The information from all of the patient sensors could then be graphically portrayed for visual monitoring in a familiar Windows environment running in another VM, all running on the same workstation. The same Windows VM might also be used to connect local storage of patient data, or possibly the hospital network. The use of dedicated virtual machines means that the monitoring and analysis subsystem cannot be seen or compromised. Whatever occurs with the user interface or the network will not jeopardise the security or performance of the patient monitoring system. The data transfers from one subsystem to another are done in a controlled way and a controlled direction.
Software virtualisation platforms are available for both single- or multi-core architectures. These platforms can take advantage of the hardware assisted virtualisation available on modern Intel processor architectures for increased performance and security. The latest iterations of this platform can support both asymmetric multiprocessing (ASMP) and symmetric multiprocessing (SMP) virtualised (or guest) operating systems.
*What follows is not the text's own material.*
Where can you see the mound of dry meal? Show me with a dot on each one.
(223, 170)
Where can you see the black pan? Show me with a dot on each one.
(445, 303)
Virtualisation technology provides medical device manufacturers with a platform to meet safely and securely the complex requirements of the healthcare industry. Virtualisation increases reliability by allowing developers to run safety-critical code in safe, virtualised execution environments that isolate different work loads and prevent them from interfering with one another. It improves data security and system integrity because the hypervisor adds a layer of protection by controlling memory boundaries and preventing an application (such as rogue software) from accessing the data regions of other applications.

Virtualisation enables reuse of legacy applications with little or no porting effort because applications can run on their native operating system. By using a cots product, manufacturers can start with a proven design that lowers development risk and shortens time to market.

George Brooks is director of business development in the medical segment and Robert Day is vice president of marketing for LynuxWorks.